South Los Angeles grocer George Torres largely avoided negative publicity, and serious trouble with the law, for decades despite voluminous civil court files and law enforcement reports that portrayed him as a vicious thug.
The reports named him as a suspect in murders, beatings and drug trafficking. But he was never convicted of anything more serious than possessing a loaded weapon. Then he was mentioned in news accounts about a controversial presidential pardon, sparking the investigation that led to Wednesday's indictment, a federal source said.
Criminal informants had been telling law enforcement for years that Torres was a drug kingpin but, as one former narcotics investigator put it, officers were never able to get close enough to penetrate his organization to confirm it.
In a late-1990s report by the Drug Enforcement Administration, a federal investigator claimed that Torres was transporting cocaine in bulk in tractor-trailer loads of grocery products from Mexico.
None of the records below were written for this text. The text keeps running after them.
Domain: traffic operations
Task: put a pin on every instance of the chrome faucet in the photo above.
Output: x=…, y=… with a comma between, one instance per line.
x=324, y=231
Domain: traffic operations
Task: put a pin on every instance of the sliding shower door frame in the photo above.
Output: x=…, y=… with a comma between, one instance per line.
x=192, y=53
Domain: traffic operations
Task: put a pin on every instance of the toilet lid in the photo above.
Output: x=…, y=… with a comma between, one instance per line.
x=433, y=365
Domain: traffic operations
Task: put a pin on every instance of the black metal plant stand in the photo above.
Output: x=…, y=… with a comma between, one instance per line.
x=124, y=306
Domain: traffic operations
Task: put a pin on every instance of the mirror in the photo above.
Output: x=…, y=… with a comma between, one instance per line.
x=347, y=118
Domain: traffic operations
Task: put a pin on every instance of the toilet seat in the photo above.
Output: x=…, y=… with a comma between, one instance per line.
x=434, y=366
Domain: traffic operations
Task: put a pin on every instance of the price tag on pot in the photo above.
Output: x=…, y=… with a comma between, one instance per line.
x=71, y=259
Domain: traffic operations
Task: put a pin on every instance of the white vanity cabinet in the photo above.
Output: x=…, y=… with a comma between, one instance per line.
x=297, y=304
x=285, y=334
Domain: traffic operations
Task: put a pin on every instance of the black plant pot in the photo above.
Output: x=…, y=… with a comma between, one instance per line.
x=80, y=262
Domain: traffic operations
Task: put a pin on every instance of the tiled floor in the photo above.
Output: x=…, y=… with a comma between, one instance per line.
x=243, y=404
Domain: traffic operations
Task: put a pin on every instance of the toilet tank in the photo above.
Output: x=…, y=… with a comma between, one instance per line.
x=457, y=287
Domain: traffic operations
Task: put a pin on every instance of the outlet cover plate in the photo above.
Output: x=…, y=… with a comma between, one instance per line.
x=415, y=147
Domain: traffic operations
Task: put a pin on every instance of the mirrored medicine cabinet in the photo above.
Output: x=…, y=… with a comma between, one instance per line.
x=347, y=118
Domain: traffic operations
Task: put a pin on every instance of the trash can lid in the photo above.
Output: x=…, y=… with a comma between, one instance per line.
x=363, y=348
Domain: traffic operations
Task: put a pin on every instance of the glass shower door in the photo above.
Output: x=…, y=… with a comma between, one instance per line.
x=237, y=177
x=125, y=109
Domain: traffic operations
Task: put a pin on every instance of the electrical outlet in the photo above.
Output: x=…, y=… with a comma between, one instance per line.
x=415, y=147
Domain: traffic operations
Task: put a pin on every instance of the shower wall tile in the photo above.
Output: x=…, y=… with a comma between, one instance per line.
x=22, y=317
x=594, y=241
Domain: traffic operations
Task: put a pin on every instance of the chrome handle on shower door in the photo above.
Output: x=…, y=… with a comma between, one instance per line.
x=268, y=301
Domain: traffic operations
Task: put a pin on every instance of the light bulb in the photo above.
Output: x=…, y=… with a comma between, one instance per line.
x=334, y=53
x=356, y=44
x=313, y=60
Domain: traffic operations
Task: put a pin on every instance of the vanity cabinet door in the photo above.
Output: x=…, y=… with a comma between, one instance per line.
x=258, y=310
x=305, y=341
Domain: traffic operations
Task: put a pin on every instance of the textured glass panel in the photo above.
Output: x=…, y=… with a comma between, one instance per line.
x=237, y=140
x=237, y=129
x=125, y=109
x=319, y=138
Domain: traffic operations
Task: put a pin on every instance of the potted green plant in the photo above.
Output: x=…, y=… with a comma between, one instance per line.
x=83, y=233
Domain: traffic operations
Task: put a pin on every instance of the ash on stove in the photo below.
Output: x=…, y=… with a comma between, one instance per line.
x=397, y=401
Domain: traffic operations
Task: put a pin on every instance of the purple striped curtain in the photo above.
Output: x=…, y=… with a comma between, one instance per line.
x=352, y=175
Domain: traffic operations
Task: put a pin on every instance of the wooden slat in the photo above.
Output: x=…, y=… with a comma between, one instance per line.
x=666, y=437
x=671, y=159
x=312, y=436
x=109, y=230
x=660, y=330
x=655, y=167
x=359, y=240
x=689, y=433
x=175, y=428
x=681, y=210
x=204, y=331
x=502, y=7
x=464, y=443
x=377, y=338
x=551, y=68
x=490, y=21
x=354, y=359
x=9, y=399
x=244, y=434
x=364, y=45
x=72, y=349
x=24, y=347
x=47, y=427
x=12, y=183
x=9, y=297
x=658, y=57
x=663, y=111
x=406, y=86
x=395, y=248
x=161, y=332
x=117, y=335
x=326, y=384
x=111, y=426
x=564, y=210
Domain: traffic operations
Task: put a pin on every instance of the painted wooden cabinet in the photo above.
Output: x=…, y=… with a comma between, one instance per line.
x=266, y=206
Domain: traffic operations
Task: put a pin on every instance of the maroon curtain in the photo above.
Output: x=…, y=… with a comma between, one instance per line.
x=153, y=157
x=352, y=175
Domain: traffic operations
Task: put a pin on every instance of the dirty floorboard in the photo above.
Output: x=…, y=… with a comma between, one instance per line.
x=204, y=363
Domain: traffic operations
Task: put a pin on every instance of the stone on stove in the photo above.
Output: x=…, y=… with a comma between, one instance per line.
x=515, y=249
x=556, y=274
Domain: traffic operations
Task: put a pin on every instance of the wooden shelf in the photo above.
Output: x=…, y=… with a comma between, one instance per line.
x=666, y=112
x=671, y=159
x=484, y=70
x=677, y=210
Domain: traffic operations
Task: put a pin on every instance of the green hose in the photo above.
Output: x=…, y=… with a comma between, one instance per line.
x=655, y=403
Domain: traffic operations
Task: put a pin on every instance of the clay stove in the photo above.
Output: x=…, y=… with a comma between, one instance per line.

The memo identified one of his financial partners as Horacio Vignali. Vignali, with the help of many officials in Los Angeles, including current Mayor Antonio Villaraigosa, persuaded President Clinton to commute the 15-year drug-dealing sentence of Vignali's son to five years.
The pardon, issued the day before Clinton left office, also came with the help of Los Angeles County Sheriff Lee Baca, then-U.S. Atty. Alejandro Mayorkas, Reps. Xavier Becerra and Esteban Torres, L.A. County Supervisor Gloria Molina, then-state Sen. Richard Polanco and others who wrote letters on the Vignalis' behalf.
The elder Vignali had been Torres' partner in a number of legitimate business deals. After a congressional committee in 2002 criticized the younger Vignali's pardon, investigators decided to take "a serious look" at Torres, the federal source said. No narcotics turned up, but they said they found evidence of racketeering, murders, thefts, bribery and extortion.
Street informants were telling police as early as 1989 that Torres, a high school dropout who began his grocery business with a fruit truck, was hijacking grocery trucks and smuggling and abusing illegal immigrants whom he employed, according to police reports.
In an incident cited in the indictment, two illegal immigrant employees sued the brothers for allegedly beating them in 1988. They said Torres ordered them to stay late on Christmas 1988, then beat and chased them through the streets to a nearby apartment that he rented to them. While Torres' brother Manuel held them at gunpoint, George Torres and others continued to beat them, they said.